A new consortium, which includes Binghamton University will help to bring more efficient and powerful electric cars to the roads sooner than expected.
According to a recent announcement made by the White House, a multidisciplinary "Battery500 Consortium" that is headed by U.S. Department of Energy’s (DOE) Pacific Northwest National Laboratory (PNNL) has been formed, and aims to make vehicle battery technologies cheaper. A fund of up to $10 million per year for five years will be awarded to the Battery500 Consortium to support DOE’s motive of decreasing the cost of vehicle battery technologies.
The main goal of the team is to produce three times the specific energy compared to the current battery technology, and also to achieve 1,000 electric vehicles cycles. As a result, a considerably lighter weight, smaller, less expensive battery pack costing about $100/kWh or less, and highly economical electric vehicles can be obtained.
M. Stanley Whittingham who is a renowned professor of chemistry at Binghamton University, will head his Energy Storage team.

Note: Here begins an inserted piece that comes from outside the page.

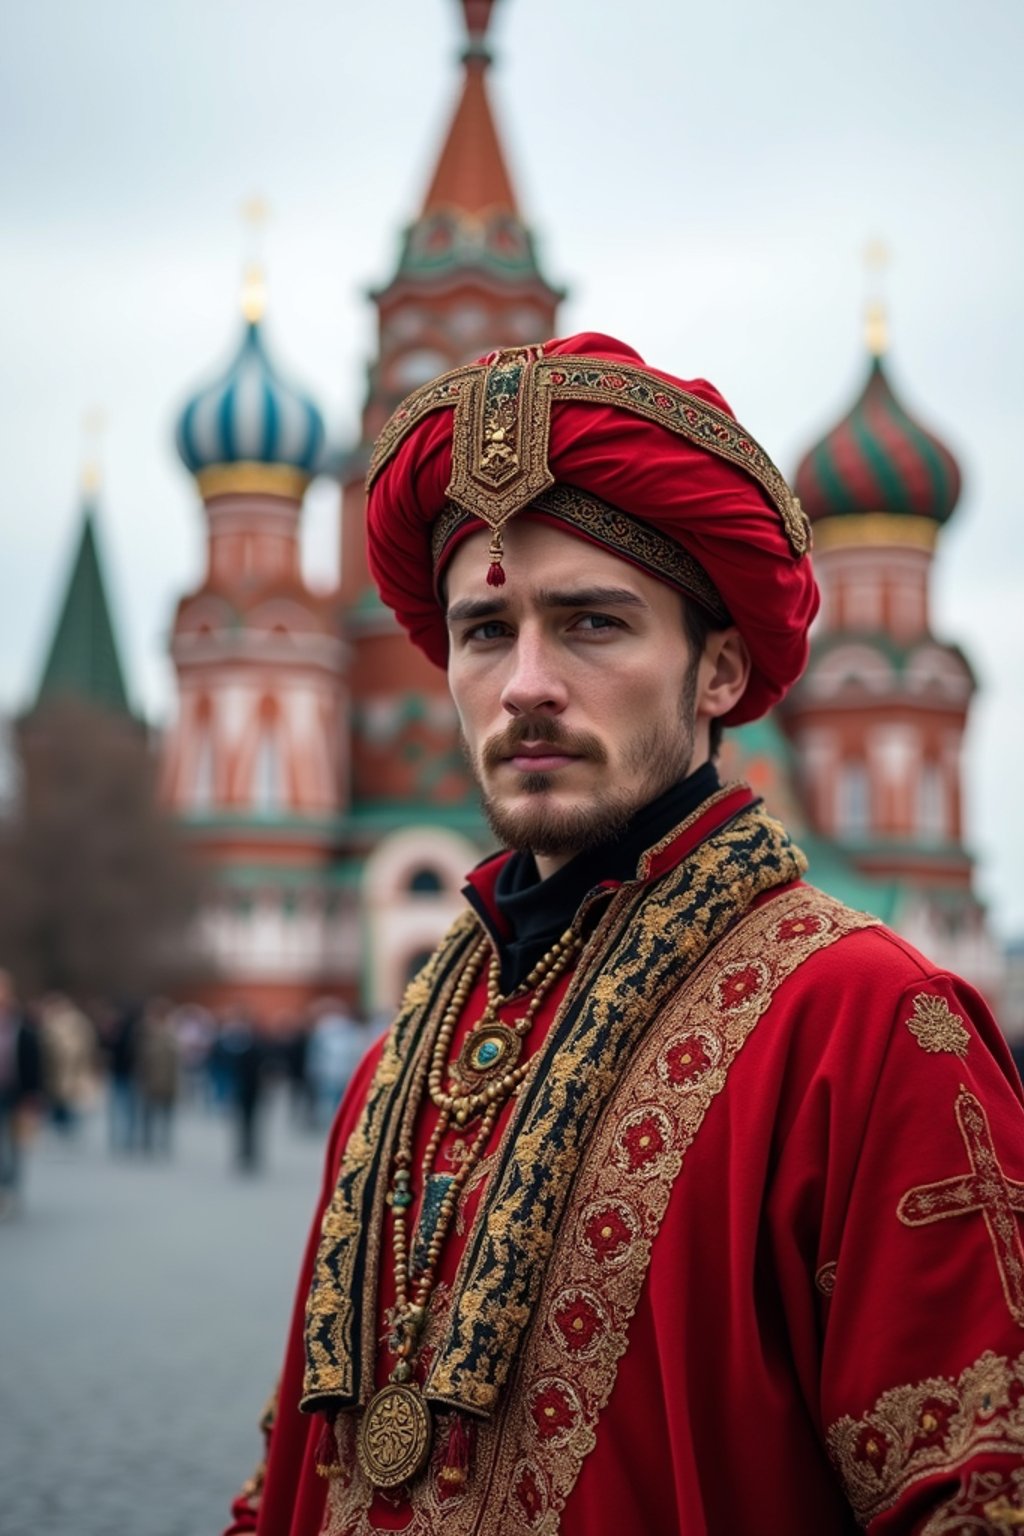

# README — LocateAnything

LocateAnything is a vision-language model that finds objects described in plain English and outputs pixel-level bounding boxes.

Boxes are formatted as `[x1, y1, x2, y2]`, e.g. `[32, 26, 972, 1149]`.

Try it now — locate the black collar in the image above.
[464, 761, 720, 992]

We hope to extract as much energy as possible while, at the same time, producing a battery that is smaller and cheaper to produce. This consortium includes some of the brightest minds in the field, and I look forward to working with them to create lithium batteries that will power future electric vehicles more affordably.
M. Stanley Whittingham, Professor of Chemistry, Binghamton University
The scientists will pair lithium metal as the negative electrode with two varied materials for the positive electrode of the battery in order to design cell architectures and new electrode. This re-designed battery will help prevent unwanted side reactions and will lead to a significant improvement in the battery performance.

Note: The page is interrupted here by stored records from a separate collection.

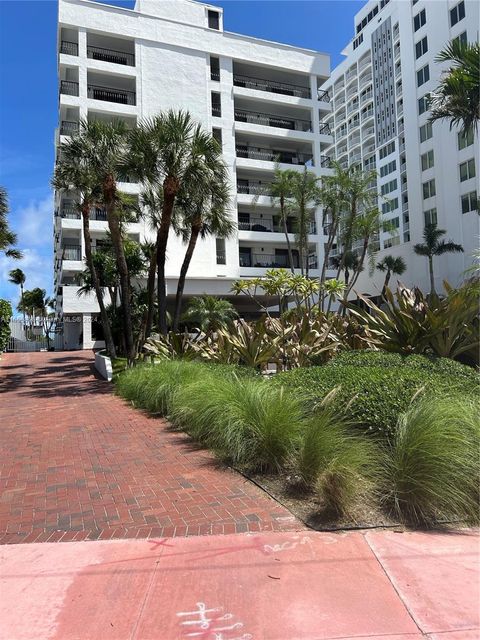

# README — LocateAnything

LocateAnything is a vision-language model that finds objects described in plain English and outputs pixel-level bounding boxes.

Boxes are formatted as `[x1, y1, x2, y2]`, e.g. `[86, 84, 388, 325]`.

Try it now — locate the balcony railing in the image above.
[60, 80, 79, 97]
[235, 146, 313, 166]
[233, 73, 311, 99]
[360, 91, 373, 104]
[238, 217, 276, 232]
[319, 122, 331, 135]
[234, 109, 312, 132]
[363, 126, 375, 138]
[87, 45, 135, 67]
[60, 204, 79, 219]
[90, 207, 107, 221]
[63, 245, 81, 261]
[362, 109, 374, 121]
[87, 84, 136, 105]
[359, 73, 373, 87]
[318, 89, 330, 102]
[216, 252, 226, 265]
[347, 102, 359, 114]
[237, 182, 271, 196]
[240, 253, 293, 269]
[60, 120, 79, 136]
[60, 41, 78, 56]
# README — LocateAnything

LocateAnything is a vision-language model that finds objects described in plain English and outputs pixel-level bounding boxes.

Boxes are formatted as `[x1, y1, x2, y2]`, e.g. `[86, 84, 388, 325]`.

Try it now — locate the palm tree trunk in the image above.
[20, 283, 26, 330]
[157, 181, 177, 335]
[280, 197, 295, 274]
[173, 220, 201, 331]
[381, 270, 391, 300]
[428, 255, 436, 296]
[81, 203, 116, 358]
[145, 248, 157, 339]
[319, 219, 338, 312]
[103, 175, 135, 362]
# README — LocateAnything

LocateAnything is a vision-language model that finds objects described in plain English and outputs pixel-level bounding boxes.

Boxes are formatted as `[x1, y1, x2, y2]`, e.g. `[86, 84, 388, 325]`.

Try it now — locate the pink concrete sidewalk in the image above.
[1, 528, 478, 640]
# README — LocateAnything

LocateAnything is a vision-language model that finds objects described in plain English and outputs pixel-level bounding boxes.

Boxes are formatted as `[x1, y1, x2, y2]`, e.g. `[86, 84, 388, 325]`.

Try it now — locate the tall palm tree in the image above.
[8, 268, 26, 328]
[0, 187, 22, 259]
[172, 165, 233, 331]
[182, 294, 238, 335]
[269, 167, 297, 273]
[376, 255, 407, 298]
[413, 223, 464, 297]
[53, 121, 117, 358]
[429, 40, 480, 133]
[126, 110, 225, 335]
[289, 167, 322, 276]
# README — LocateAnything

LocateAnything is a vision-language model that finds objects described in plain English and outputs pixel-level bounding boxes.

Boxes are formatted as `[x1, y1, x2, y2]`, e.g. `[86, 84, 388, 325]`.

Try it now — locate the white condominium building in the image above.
[54, 0, 332, 349]
[322, 0, 479, 297]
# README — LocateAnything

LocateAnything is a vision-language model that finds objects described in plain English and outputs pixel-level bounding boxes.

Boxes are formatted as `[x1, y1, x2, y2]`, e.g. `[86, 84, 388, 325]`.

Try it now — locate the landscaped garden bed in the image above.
[116, 354, 479, 530]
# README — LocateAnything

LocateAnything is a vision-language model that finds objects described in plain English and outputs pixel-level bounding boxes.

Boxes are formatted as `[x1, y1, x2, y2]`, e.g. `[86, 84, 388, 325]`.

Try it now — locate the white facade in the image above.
[322, 0, 479, 297]
[54, 0, 333, 348]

The Battery500 Consortium also includes PNNL, Brookhaven National Laboratory, Idaho National Laboratory, SLAC National Accelerator Laboratory, Stanford University, University of California, San Diego, University of Texas at Austin, University of Washington, IBM (advisory board member), and Tesla Motors, Inc. (advisory board member).
Ideas from others are welcomed because the consortium believes that diversity in experience and opinions most of time provide better solutions. The team has decided to allocate 20% of its total budget for "seedling projects”, or work depending on proposals from the entire battery research community.